Мария улыбнулась директрисе, и та удивилась непривычной дерзости улыбки: она улыбалась не так, как должен был улыбаться ребёнок взрослому, а как равный равному, как один участник праздника – другому.
«Избаловали ребёнка», – смутно мелькнуло у опытной директрисы.
Вера Александровна, что-то почуяв, впервые дрогнула: а как примут маленькую мулатку одноклассники, учителя... Она с тревогой посмотрела на окружающих. Но никто особого внимания на Марию не обращал: у каждого был свой единственный ребёнок, первоклассник с портфелем, такой же взволнованный, как Мария. Но она была другая, с каким-то, как казалось Вере, уничижающим всех прочих детей необъяснимым качеством.

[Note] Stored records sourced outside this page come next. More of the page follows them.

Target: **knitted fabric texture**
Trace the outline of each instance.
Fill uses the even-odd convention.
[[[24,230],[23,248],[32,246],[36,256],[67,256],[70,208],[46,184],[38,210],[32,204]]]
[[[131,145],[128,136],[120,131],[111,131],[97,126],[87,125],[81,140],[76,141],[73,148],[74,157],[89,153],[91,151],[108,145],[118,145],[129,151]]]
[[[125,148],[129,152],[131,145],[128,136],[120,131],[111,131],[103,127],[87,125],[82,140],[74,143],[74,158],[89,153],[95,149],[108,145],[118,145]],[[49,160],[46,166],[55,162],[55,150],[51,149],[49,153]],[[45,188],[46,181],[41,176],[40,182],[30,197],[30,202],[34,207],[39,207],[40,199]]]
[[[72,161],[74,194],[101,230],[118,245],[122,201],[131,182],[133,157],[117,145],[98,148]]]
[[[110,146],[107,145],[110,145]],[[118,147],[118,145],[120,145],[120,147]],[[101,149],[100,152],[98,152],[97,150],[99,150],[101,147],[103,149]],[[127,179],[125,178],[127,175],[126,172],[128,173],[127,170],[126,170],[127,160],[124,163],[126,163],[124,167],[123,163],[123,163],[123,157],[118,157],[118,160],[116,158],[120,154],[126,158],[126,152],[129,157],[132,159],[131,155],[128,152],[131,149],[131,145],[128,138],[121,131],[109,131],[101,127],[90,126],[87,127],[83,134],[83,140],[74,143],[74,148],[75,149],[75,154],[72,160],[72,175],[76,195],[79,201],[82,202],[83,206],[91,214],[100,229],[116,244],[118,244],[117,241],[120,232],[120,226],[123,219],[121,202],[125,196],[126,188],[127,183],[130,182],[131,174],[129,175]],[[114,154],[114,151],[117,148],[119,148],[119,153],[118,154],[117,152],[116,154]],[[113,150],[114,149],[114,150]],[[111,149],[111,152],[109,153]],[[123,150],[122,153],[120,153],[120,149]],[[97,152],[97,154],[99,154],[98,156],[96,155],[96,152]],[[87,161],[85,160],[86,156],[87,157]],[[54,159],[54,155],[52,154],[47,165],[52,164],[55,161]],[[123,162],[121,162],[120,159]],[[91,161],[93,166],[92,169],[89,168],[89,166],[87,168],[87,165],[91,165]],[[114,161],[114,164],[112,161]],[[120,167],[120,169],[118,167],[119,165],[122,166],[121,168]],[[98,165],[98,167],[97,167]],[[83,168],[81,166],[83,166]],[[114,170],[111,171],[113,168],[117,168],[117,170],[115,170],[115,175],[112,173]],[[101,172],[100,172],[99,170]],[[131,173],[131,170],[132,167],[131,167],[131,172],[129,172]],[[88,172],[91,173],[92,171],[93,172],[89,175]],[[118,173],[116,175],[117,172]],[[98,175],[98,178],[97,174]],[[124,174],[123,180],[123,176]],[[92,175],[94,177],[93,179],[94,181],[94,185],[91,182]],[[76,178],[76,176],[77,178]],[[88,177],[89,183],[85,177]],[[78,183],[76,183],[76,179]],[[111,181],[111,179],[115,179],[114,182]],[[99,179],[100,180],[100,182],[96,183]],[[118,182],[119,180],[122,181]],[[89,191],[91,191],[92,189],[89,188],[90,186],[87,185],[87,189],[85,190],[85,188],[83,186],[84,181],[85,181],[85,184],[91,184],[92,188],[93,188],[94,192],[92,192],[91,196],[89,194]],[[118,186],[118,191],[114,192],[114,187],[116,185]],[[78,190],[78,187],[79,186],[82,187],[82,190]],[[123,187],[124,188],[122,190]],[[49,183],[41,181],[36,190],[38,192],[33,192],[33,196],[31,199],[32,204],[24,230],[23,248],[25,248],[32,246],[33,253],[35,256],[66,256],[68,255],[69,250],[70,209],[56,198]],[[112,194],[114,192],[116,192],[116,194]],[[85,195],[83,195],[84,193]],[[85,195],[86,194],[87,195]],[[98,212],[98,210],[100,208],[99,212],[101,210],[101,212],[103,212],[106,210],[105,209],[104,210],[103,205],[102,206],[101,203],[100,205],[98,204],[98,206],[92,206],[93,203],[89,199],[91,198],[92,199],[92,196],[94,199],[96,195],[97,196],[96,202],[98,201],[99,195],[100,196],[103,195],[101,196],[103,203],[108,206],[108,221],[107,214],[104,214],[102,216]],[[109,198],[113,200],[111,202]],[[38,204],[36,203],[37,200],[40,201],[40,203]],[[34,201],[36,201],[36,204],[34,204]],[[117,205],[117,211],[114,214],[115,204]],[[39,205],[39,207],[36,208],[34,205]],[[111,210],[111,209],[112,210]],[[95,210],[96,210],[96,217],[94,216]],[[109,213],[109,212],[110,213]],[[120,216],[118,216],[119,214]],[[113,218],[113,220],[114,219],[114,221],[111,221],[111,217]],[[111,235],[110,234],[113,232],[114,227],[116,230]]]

«Новая раса, – озарило Веру, – это просто новая раса людей со смешанной кровью, про которых писали в фантастических романах, они во всём должны превзойти прежних людей – и в красоте, и в таланте. Просто потому, что они в этом мире возникли последними, когда все другие устоявшиеся народы успели износить свою генетику и состариться, а эти вобрали в себя всё лучшее от прежних. И если вложить сюда культуру, то это будет совершенство. Да, да, она здесь вроде Аэлиты, марсианка...»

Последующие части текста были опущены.